Upfront payments are made immediately upon ordering goods either in a store or online. The funds are given to the seller at the time the original sale is made.

This differs from at-sight exchanges, which are dependent on documentation being filed to complete the transaction. While there is immediacy for the completion of the funds' transfer, it can be delayed while documentation is gathered for submission.

Example of At Sight

Suppose BlueWing Tech needs to import chips from a Taiwanese company, TaiTech. Before TaiTech ships the chips to Bluewing, both parties agree to use a sight draft as the payment method. After they agree on the terms, TaiTech ships the chips to BlueWing.
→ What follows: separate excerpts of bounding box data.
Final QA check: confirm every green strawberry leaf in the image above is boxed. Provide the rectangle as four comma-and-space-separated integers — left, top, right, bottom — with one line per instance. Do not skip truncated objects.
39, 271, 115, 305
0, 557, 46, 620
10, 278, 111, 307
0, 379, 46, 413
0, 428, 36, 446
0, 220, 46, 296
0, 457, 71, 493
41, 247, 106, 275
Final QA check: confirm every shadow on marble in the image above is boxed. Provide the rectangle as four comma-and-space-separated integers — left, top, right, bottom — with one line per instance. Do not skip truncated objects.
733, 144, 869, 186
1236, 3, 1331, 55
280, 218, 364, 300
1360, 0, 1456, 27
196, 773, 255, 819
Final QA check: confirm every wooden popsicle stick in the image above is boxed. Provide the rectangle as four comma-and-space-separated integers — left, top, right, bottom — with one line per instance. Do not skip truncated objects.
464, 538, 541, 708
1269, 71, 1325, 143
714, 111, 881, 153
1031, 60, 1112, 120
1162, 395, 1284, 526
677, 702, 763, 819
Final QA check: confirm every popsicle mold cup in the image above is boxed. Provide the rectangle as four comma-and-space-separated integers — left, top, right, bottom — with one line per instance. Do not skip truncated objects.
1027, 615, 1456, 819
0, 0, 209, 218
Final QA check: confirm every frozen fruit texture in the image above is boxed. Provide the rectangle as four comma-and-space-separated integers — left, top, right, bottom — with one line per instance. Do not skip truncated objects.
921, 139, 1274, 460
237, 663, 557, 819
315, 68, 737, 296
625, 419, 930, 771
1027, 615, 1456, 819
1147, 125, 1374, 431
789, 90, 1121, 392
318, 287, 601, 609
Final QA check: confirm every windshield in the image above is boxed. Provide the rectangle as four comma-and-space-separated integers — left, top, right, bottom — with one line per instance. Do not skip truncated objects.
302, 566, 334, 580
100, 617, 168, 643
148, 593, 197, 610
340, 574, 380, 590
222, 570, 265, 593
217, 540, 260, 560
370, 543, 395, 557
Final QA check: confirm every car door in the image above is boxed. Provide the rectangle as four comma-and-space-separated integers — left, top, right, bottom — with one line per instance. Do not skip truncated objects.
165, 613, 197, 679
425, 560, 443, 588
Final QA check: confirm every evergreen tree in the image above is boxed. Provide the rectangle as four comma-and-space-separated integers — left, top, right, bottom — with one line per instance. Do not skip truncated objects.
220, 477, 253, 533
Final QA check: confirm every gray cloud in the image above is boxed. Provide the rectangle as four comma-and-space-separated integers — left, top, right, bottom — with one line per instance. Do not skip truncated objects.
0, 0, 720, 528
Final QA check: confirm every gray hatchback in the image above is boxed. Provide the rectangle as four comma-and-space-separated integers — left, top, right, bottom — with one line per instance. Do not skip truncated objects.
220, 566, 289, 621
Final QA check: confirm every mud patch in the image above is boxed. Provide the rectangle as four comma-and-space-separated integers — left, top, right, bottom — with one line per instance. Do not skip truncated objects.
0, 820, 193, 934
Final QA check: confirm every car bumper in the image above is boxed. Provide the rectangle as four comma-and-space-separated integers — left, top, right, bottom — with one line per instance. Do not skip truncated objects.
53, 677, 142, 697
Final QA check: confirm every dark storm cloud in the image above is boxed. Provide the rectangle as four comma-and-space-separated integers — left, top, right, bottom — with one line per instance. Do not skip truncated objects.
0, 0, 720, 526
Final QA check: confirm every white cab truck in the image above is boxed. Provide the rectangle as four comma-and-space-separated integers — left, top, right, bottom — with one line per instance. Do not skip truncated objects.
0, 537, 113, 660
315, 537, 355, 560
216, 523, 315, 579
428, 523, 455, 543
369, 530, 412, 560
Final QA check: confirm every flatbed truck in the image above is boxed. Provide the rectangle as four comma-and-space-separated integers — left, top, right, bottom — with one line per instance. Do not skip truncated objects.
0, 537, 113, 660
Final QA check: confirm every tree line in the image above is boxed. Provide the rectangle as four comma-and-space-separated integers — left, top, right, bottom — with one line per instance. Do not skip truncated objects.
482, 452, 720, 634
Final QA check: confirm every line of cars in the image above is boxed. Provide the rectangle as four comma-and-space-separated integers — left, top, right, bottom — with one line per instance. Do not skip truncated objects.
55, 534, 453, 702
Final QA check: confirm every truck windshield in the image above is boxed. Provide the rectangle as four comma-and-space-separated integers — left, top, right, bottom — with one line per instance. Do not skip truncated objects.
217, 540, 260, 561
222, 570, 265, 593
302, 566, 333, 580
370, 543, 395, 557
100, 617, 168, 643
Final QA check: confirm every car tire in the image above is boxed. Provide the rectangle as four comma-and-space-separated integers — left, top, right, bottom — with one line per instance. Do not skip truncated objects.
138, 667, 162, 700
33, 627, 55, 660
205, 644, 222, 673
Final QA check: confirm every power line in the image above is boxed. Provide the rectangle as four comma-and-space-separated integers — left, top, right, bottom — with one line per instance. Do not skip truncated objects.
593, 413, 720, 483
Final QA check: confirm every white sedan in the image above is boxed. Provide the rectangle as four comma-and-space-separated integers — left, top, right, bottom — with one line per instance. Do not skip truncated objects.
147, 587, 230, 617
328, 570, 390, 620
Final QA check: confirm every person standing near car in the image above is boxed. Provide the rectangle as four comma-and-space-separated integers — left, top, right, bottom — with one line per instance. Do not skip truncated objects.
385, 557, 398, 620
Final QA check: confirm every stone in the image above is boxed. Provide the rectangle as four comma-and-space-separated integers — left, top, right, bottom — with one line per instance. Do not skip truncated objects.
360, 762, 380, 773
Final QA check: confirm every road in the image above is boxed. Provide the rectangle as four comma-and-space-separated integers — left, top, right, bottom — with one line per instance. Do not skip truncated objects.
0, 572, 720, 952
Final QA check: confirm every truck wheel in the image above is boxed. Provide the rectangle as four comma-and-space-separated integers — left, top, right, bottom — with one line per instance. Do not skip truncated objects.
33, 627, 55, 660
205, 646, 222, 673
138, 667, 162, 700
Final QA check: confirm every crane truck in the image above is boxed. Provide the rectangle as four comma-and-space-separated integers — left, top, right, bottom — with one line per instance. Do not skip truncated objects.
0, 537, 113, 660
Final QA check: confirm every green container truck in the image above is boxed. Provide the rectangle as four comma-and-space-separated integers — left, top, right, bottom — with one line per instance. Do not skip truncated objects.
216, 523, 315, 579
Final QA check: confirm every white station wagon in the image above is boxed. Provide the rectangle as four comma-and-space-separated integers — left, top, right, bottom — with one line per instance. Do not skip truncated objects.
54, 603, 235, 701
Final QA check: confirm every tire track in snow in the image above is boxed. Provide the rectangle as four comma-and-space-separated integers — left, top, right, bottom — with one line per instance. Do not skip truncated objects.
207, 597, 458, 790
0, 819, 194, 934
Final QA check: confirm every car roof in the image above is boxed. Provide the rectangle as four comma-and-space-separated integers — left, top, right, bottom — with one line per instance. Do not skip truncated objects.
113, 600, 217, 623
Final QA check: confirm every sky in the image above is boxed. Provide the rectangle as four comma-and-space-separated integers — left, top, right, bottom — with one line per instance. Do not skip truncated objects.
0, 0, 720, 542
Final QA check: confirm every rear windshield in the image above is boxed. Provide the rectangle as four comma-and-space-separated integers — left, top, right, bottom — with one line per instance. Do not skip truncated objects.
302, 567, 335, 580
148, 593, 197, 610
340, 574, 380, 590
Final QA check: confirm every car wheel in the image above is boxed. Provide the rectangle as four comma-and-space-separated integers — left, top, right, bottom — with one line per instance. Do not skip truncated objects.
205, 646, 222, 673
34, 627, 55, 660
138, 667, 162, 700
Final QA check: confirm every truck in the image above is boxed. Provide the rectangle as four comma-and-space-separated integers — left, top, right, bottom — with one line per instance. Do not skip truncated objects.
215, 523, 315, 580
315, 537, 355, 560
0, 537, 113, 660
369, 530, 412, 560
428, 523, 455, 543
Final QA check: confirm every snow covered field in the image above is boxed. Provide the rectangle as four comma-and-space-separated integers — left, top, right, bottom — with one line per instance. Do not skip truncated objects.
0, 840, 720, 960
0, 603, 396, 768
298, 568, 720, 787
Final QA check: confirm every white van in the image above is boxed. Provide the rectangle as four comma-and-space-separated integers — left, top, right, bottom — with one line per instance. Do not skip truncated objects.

Due to the terms of the sight draft, TaiTech will still own the title of goods until payment clears from BlueWing. Once BlueWing receives the goods, they will issue a release of the payment. The payment will then be available to TaiTech, but the title of goods would only be transferred to BlueWing once TaiTech confirms that the payment has cleared. Once it is cleared, the goods then belong to BlueWing.

What Is the Difference Between at Sight and a Letter of Credit?

A sight letter of credit refers to a document that verifies the payment of goods or services, payable once it is presented along with the necessary documents. These types of letters of credit are designed to provide additional protection to parties involved in international trade and include the buyer, the seller, and the issuing bank. It differs from an at-sight letter because an at-sight letter of credit commits itself to pay the agreed amount once the provisions of the letter of credit are met. An at-sight letter of credit is a type of letter of credit.

What Is a Time Draft?

A time draft is a form of payment that is guaranteed by an issuing bank but is not payable in full until a specified amount of time has passed. It differs from a bank draft because there are time limits placed on the draft in the form of credits. Time drafts are commonly used in international transactions as it gives time for the importer to pay for goods received from the exporter.

Can a Bank Draft Bounce?

A bank draft cannot bounce in the same way a check might. When a bank draft is initiated, the funds for the draft are immediately withdrawn from the account of whoever created the draft. The issuing bank guarantees the draft and can only be canceled in the event the draft is lost or stolen.

The Bottom Line

An at sight is an agreement made between a buyer and seller that allows for payment delivery upon receipt of goods and the release of payment. It is commonly used to protect both the buyer and seller during international trade.